“I still feel like I’m managing the thing,” says Melina (first name changed), a pharmacy student who discovered the product in September 2021 and ensures never to consume more than ten cartridges in one evening and space out her doses.

However, she herself tells AFP that she once rescued one of her friends, “completely revolted”, when they had both just inhaled “proto”: “I had to force her to open her mouth to vomit because she was half choking”.

Used as an analgesic in medicine and in kitchen siphons, this gas is also prized for its short psychoactive effects – of the order of three to four minutes – when inhaled, most often via balloons inflated by capsules or carboys.

“We see more and more of them in consultation”, explains to AFP Hélène Donadieu Rigole, head of the addiction service at the Montpellier University Hospital, which follows young people from the age of 11 for different forms of addiction.

In 2021, 5.5% of 3rd class students say they have already consumed “proto”, boys twice as often as girls, according to the EnCLASS survey of the French Observatory of Drugs and Addictive Tendencies (OFDT). ), which shows much higher figures for alcohol, tobacco or cannabis.

“Among older students, it is common to find proto in the evening. There is most often a recreational use, and unfortunately in some people a problematic use with medical and psychological consequences”, adds the addictologist.

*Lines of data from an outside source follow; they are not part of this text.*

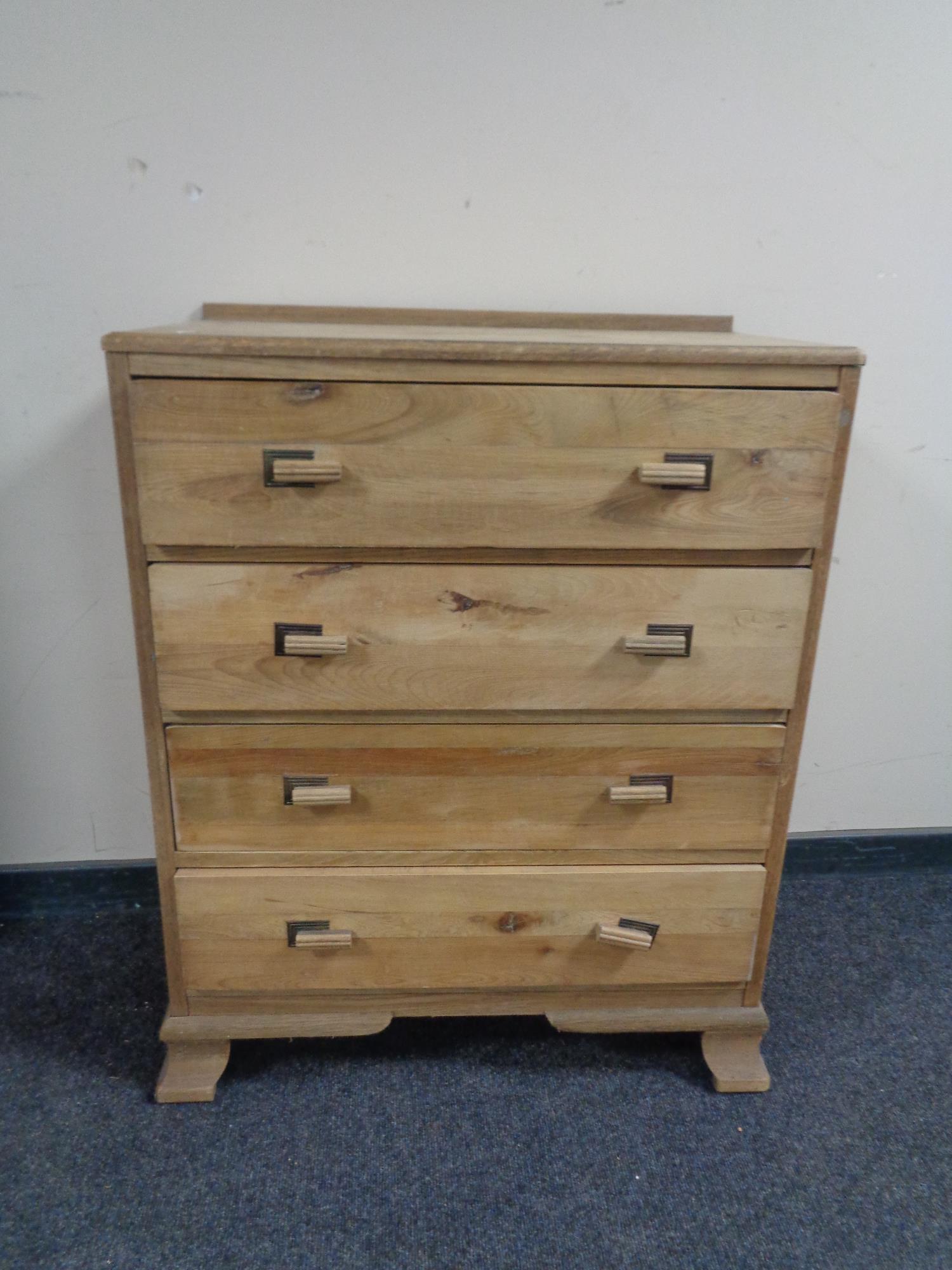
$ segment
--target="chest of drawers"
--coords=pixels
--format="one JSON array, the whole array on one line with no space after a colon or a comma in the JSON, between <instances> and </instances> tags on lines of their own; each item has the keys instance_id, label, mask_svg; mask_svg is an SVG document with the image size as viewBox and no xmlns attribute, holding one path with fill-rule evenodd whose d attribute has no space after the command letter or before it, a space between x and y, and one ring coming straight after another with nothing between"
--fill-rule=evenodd
<instances>
[{"instance_id":1,"label":"chest of drawers","mask_svg":"<svg viewBox=\"0 0 952 1270\"><path fill-rule=\"evenodd\" d=\"M104 340L160 1101L393 1016L760 1003L862 357L729 319L207 305Z\"/></svg>"}]
</instances>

The consumption of nitrous oxide presents risks such as asphyxia, loss of consciousness, burns but also, in the event of repeated use and/or in high doses, severe neurological, hematological, psychiatric and cardiac disorders, warns the Interministerial Mission for the Fight against Drugs and Addictive Behaviours.

A law of May 2021 certainly prohibits the sale of nitrous oxide to minors and its marketing in drinking and tobacco outlets. In fact, the repression remains weak and the “proto” can be bought in large quantities and at low cost on resale sites and Snapchat accounts – with nicknames followed by a red balloon emoticon – which offer home deliveries. even at night.

– The influence of friends and networks –

On social networks, balloons are displayed in the Instagram “stories” of friends, or in the mouths of influencers, footballers or rappers.

However, online as in the evening, “peers play a central role in the emergence and maintenance of [the] curiosity” to experiment with the product, because “they positively describe the effects of the gas to the novice and insist on its character supposedly harmless in the event of apprehension”, notes the OFDT, in a report devoted to nitrous oxide in August.

“When I saw my best friend taking it, she who doesn’t drink and isn’t the type to do silly things, I said to myself: if she can test it, it won’t matter to me either”, confides Héloïse (first name changed), just of age when she started taking “proto” regularly with other medical students.

“I stopped because I thought it was a bit too much social consumption,” says the student.

But by advising on the actions to be taken to minimize the risks (sit down, not associating substances, etc.), “peers also play a regulatory and monitoring role”, tempers Clément Gérome, national coordinator of the Tendances system. recent and new drugs (TREND) at the OFDT.

For the research manager, “the question of vulnerabilities is central to explaining that we leave the festive framework and that we fall into problematic consumption”. He cites economic precariousness, family problems, school failure, as factors of this vulnerability.

According to him, some young people who consume in a festive setting do not feel concerned by massive consumption of several dozen cartridges per shot.

Hence the interest, explains the researcher, of setting up “prevention campaigns adapted” to different types of consumers.